I didn’t smoke anything but a singular clove cigarette during high school. I never even had pot in my presence until a few years ago. I’m not afraid of pot, my feelings about it are pretty neutral. It makes me hungry and tired, and I’m hungry and tired all of the time already. I can take it or leave it. I was the most square square when I was 17, and still am the most square square at 42. I’d love for my kids to be square, too.
But I also know weed is everywhere in high school. I know this because I’m not a moron, and also because I asked some high school kids. I’m not a pothead parent who thinks having pothead kids is cute. I’m a parent who knows that delusion is real.
I’m a parent who knows peer pressure is real and is applied in the following order:
1. Sex
2. Alcohol
3. Drugs
But, finish reading before your take your fiery fingers to the keyboard.
Teenagers are going to do things. They are going to have sex. They are going to drink. They are going to smoke. They are going to do drugs. Not all teenagers. But a lot of them. Dare I say most? I know a lot of teenagers; I think I can say most.
I’m not deluded; my kids are good kids, imperfect, but really, very good. They go to school. They get decent (or even pretty good) grades. My boys were both in marching, symphonic, and jazz band. My 16-year-old is the drum major. My 18-year-old just moved into his own apartment. He’s studying his way toward a PhD in education; he’ll teach music someday to other kids like him, who will be doing all the things kids are doing now.

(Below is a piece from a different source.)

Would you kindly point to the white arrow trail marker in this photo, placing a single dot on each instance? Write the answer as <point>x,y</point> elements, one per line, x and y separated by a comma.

My eldest daughter is a nanny. She is a certified yoga teacher. She is 21. She can even buy alcohol. And she’s been drunk literally never. I asked her. She told me. I asked her why. She told me. Her family history of drug and alcohol addiction scares her. She’s careful because of it. I don’t know if, or how much, she smokes pot. I’m not concerned about it.
I’m not concerned about my teenage sons smoking. At least not like I would be if they were spending their weekends drunk on Smirnoff Ice and cheap beer.
Why? Because pot doesn’t kill people. Pot doesn’t wreck your liver. Pot makes you want to eat cookies and listen to Pink Floyd on reproduction vinyl you bought at Urban Outfitters.
You know what kills teenagers? Alcohol. Five thousand of them every year. At least three kids I went to high school with. Probably a few you went to high school with. A few my kids went to high school with. Alcohol is more likely to kill you than almost anything, save heroin and dextromethorphan.
Would you rather your child get high and eat a pizza, or drink a bottle of vodka and go to the hospital?
I know you’re saying you’d rather them do neither. Well, obviously. But what if you knew that they were going to do something? What if you saying, “Please, if you’re going to engage in the use of a substance, choose marijuana," kept them from choosing alcohol and kept them safe, or at the very minimum, safer. What if your conversation saved them from blackout drunkenness, chunks of days and nights they can’t recall, behaviors that are dangerous, both to them and to others.
This argument of acknowledgment is permission is a load of malarkey. Sure, handing your kid a condom may mean they have sex. But guess what? They were having sex whether you gave them a condom or an early curfew. There are kids having sex in high school band rooms. Literally IN the band room. On the bus. In the bathroom.
And they are smoking pot in there, too.